Preventive or remedial action on Lake Victoria habitat threat lacks paradigm

The Guardian
Published at 08:00 AM May 22 2024
Shores of Lake Victoria
Photo: Guardian Correspondent
Shores of Lake Victoria

THERE is a formula on transforming a decaying situation where the value of an asset is at issue – and that is to auction it.

There it is possible that someone can put it to great use where it is, whereas an original user would need hefty amounts of money to bring it back to proper use.

An example of this situation is the fruitless search for an investor at the Tanzania-China Friendship Textile Mill, where the government has for decades only looked for an investor able and willing to use local cotton and export clothing as was once the case.

What isn’t quite visible is that the land where the mill stands is of prime value, not just a factory site.

There is something being seen in relation to the complex that is likely to be of relevance in other areas on account of a devastating environmental dislocation of economic activity in many places.

A notable elder in Kagera Region over the weekend expressed fear that Bukoba municipality may gradually be swallowed by water in the wake of extensive swelling of Lake Victoria, that is, in case the tendency continues from one rainy season to the next.

It is all that clear, but such a projection is possible as ice melting on earth caps emboldens oceanic currents and cyclones.

The crunch comes up when the elder demands that there are immediate measures to address the situation that the government ought to take, whereas even the part funded by the World Bank is being scaled down.

That is what ministers representing the states sharing the lake’s waters were told in the April meetings of the Bretton Woods institutions, the International Monetary Fund and the World Bank.

We also heard reactions from top Treasury circles that the partner states need to tax more to protect the lake, in which case it is hard to execute more projects around the lake.

But if some reformist policy panel were to look at the situation around the lake, it would likely not recommend the search for billions of shillings to rectify the swelling or deal with future threats of the sort.
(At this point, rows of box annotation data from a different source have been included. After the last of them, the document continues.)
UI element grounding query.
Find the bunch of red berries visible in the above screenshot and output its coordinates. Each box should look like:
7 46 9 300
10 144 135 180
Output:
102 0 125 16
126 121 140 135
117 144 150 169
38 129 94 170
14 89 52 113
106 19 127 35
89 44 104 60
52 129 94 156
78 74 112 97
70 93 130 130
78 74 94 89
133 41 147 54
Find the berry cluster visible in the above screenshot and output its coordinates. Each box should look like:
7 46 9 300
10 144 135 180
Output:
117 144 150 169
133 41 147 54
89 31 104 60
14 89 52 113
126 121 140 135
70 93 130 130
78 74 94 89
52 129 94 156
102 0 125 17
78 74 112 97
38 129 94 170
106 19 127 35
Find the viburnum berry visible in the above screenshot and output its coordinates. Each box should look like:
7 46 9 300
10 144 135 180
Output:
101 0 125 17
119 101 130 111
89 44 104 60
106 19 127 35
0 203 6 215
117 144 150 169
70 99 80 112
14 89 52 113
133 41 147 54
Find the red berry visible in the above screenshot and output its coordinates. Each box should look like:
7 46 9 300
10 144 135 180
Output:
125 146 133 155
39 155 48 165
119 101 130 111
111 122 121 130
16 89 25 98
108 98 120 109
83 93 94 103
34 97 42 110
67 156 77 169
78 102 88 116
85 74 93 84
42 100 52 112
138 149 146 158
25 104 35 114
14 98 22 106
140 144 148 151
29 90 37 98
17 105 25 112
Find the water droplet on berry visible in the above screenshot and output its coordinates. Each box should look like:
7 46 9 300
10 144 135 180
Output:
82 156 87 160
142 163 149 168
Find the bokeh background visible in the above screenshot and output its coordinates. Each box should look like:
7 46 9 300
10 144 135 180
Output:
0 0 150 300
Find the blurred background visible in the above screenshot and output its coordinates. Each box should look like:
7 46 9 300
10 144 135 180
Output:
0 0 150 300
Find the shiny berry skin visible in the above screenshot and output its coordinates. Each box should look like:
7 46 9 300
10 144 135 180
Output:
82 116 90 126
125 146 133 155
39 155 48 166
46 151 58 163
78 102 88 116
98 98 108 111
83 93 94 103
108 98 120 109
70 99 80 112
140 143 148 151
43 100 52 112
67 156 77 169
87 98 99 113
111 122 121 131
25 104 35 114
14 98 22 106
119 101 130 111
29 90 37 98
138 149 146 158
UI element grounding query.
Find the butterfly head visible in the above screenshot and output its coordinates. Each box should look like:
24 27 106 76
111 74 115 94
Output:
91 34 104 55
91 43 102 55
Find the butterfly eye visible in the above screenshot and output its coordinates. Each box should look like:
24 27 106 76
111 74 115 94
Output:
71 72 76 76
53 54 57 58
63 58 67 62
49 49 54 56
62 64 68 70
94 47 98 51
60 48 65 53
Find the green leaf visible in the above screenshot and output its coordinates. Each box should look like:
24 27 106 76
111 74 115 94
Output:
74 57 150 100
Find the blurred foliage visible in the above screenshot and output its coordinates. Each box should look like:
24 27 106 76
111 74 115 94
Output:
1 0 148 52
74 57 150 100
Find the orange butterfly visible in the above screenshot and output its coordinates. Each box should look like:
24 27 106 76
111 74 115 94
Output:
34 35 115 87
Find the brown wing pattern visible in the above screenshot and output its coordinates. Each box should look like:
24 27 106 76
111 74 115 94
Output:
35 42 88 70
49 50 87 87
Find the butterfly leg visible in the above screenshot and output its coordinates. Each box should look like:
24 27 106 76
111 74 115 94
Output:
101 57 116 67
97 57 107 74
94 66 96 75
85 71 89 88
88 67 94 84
Rather, it might have gone for changes in the land ownership land scale.

It is a matter of declaring a sort of climate emergency where old habits of land use rights can no longer work, as no one is sure what comes next, with floods, landslides or cyclones that can destroy vast patches of agricultural land.

A Russian formula could work, with the land going to actual users or occupants who could then seek buyers giving them sufficient funds to resettle elsewhere profitably.

That can still be done as, otherwise, the poorer sections of society might suffer the brunt of relocating without a cent.